S&P cuts Verizon to BBB+

Standard & Poor's said it lowered its corporate credit rating and senior unsecured debt rating on Verizon Communications Inc. and its related entities, including Cellco Partnership, to BBB+ from A-.

The short-term rating on Verizon was affirmed at A-2. The outlook is stable.

S&P said the downgrade follows the company's announced agreement to acquire Vodafone's 45% stake in Cellco Partnership for $130 billion, which it is financing with about $67 billion in debt including preferred equity that it classifies as debt and a $5 billion note payable to Vodafone, common equity currently valued at about $60.2 billion and the rest in other consideration including the sale of Verizon's stake in Vodafone Italy.

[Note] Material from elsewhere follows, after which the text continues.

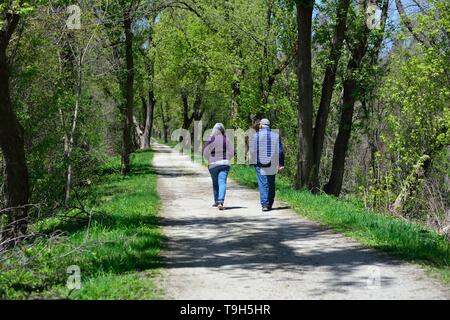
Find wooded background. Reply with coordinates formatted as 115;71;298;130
0;0;450;246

Based on the increased debt and S&P's inclusion of the additional 45% of Cellco's EBITDA in our ratio calculations, the agency said it expects the transaction to result in pro forma leverage including adjustments rising to the 3.4x from 3x currently, and funds from operations to debt declining to the low-20% area.

"We expect the company to reduce leverage over the next few years but our base-case scenario assumes that debt to EBITDA remains at 3x or higher through 2014 and FFO to debt remains in the mid-20% area; we have therefore revised our financial risk profile assessment to 'significant' from 'intermediate,'" S&P credit analyst Catherine Cosentino said in a news release.